Pour Laurent Isnard, Préfet maritime de Méditerranée, cette mission est décisive afin de "connaître le patrimoine marin pour prendre les décisions qui pourront le protéger." Venu découvrir l'installation lors de sa présentation officielle le 13 juillet dernier, le Préfet s'est félicité d'une collaboration entre divers corps de métiers, "chercheurs, plongeurs, universitaires ou encore militaires".
C’est dans cette station, en jaune, que cohabitent depuis le 1er juillet 4 chercheurs, dont le photographe et plongeur de l’extrême Laurent Ballesta. Un module pressurisé adapté à l’expédition pour maintenir la pression des grandes profondeurs. pic.twitter.com/87xFKlk3BM
— France 3 Corse (@FTViaStella) July 13, 2021
"Un coup de projecteur extraordinaire pour la Corse"
Une mission exceptionnelle qui a tout de même un coût : 1,5 million d'euros. Pour la financer, le Parc marin du Cap Corse et de l'Agriate a mis la main au porte-monnaie, à hauteur de 600.000 euros. Une somme, certes, mais surtout "un coup de projecteur extraordinaire pour le Parc comme pour la Corse, qui nous positionne comme un territoire majeur en terme de protection de la biodiversité et de la recherche scientifique", selon Gilles Simeoni, président du Conseil exécutif de Corse.

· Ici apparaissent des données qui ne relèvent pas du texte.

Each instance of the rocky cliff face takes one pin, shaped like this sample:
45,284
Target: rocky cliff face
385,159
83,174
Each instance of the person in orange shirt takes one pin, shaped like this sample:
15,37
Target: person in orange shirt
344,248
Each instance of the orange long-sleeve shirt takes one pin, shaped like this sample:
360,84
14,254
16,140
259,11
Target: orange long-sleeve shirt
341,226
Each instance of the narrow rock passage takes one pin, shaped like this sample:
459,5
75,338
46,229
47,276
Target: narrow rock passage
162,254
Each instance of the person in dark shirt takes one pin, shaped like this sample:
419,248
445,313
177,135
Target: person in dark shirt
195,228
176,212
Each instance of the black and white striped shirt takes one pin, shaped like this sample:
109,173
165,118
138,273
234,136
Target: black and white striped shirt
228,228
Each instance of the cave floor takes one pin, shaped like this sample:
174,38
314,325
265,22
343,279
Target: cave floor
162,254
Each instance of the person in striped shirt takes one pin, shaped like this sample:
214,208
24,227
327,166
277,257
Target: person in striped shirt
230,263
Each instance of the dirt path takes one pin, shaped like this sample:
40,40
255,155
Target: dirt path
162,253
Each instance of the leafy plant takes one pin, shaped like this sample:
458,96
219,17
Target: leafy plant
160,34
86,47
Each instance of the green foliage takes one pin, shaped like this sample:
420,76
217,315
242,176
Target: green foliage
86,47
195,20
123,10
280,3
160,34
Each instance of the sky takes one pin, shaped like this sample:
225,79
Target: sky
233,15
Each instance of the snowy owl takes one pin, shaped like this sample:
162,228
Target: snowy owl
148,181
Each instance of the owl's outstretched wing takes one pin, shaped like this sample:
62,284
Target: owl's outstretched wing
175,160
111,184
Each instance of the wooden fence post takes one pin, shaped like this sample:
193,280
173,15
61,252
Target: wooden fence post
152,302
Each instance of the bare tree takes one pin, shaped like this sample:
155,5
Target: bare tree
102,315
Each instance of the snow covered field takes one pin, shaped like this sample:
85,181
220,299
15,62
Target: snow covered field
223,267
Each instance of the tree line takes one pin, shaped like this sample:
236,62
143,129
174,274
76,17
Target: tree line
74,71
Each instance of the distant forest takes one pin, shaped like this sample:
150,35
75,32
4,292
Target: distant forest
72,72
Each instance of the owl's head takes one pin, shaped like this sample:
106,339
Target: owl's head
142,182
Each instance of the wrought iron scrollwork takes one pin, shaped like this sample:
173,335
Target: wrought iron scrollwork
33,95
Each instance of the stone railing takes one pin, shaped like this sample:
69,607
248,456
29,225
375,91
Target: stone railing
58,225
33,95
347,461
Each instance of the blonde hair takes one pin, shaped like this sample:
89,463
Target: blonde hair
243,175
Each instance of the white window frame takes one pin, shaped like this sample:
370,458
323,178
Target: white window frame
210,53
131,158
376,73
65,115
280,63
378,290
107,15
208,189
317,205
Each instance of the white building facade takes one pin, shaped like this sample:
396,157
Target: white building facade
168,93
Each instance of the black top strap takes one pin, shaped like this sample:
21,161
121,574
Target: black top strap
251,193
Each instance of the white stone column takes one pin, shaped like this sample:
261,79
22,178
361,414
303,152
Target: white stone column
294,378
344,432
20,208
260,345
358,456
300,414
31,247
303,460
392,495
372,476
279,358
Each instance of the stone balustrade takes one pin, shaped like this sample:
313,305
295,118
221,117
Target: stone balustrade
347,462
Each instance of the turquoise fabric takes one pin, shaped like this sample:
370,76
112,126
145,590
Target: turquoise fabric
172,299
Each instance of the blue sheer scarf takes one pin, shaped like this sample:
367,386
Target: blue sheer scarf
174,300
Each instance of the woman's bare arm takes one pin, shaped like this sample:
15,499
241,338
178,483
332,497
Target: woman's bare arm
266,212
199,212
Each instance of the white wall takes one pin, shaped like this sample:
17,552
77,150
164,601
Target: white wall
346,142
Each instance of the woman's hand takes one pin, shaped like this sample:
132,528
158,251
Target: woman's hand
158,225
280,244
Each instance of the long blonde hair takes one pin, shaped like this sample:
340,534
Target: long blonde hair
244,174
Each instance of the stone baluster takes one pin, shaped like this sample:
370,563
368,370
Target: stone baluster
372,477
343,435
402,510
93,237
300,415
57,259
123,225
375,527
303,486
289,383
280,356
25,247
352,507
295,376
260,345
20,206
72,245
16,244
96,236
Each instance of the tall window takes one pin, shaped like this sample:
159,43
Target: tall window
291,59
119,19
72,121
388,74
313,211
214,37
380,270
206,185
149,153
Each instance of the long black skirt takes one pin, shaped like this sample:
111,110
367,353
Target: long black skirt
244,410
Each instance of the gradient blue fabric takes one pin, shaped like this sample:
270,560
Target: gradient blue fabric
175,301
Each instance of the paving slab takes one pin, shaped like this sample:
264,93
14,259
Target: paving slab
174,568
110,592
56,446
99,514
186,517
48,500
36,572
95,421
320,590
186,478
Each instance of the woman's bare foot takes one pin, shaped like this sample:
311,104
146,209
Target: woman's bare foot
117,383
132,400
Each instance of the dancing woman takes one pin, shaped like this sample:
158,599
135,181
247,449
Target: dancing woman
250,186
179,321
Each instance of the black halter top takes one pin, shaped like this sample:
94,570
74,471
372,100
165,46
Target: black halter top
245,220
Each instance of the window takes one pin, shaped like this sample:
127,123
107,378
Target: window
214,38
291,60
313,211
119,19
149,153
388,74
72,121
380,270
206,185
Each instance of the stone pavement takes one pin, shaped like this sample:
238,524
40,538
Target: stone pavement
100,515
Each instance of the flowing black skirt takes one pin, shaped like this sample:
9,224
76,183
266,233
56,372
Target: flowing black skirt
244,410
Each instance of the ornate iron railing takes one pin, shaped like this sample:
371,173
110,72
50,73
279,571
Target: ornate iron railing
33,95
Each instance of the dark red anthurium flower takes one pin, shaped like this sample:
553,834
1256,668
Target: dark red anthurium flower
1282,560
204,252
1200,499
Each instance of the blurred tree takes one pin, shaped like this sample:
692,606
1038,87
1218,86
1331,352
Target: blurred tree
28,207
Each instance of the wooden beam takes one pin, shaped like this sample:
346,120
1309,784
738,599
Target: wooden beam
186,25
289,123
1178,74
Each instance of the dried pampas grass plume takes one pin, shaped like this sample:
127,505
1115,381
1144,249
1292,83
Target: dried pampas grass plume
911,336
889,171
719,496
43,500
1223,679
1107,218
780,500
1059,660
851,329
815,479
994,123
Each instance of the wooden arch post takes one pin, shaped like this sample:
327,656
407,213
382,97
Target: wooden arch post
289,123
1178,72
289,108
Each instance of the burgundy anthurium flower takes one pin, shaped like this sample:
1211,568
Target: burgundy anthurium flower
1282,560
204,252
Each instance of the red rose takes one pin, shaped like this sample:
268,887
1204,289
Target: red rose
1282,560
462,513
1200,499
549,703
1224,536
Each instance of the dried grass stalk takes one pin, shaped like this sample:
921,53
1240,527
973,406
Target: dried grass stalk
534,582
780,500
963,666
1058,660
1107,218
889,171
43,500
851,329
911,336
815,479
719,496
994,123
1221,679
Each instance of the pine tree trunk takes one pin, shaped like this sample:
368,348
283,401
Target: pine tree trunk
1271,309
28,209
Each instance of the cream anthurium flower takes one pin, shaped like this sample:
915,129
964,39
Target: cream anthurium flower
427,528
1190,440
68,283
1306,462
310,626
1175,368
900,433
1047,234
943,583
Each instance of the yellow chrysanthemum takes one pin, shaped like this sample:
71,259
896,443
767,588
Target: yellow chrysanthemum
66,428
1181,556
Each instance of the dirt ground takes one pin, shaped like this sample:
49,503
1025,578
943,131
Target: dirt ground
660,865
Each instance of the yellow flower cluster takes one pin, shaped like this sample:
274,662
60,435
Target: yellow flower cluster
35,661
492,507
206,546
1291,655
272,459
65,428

Et une occasion unique, aussi, pour la réserve naturelle, créée il y a seulement 5 ans, d'interpeller le public sur le milieu marin. "C'est en essayant de mieux comprendre les choses que la population sera plus sensibilisée à ce qui se passe, estime Maddy Cancemi, directrice déléguée du Parc Marin du Cap Corse et de l'Agriate. Quand on voit une photo de Laurent Ballesta [des atolls et espèces qui s'y trouvent], il y a une émotion qui en ressort, et c'est ce qu'on veut faire passer."
Un projet également soutenu par la fondation du Prince Albert II de Monaco. Si le prince, "très actif sur sur les questions de fonds marins", selon Maddy Cancemi, n'a pas pu se déplacer, le 13 juillet dernier, pour découvrir l'installation, "il est très attaché à aider la Corse, et c'est un beau partenariat."
Entretien avec Thomas Pesquet
Laurent Ballesta et ses compagnons d'expédition poursuivent les plongées jusqu'au 18 juillet, après quoi ils resteront en dépressurisation durant deux jours avant de pouvoir enfin sortir de l'habitacle. Plus que quelques jours à tenir dans leur capsule. Les aquanautes ont en tout cas eu l'occasion de partager, le temps de quelques minutes, leur quotidien avec l'astronaute Thomas Pesquet, à bord de la station spatiale internationale, le 12 juillet dernier.
L'un à 400km d'altitude de la terre, les autres à -120 mètres de profondeur, mais la même ambition de repousser les limites technologiques au nom de la découverte scientifique.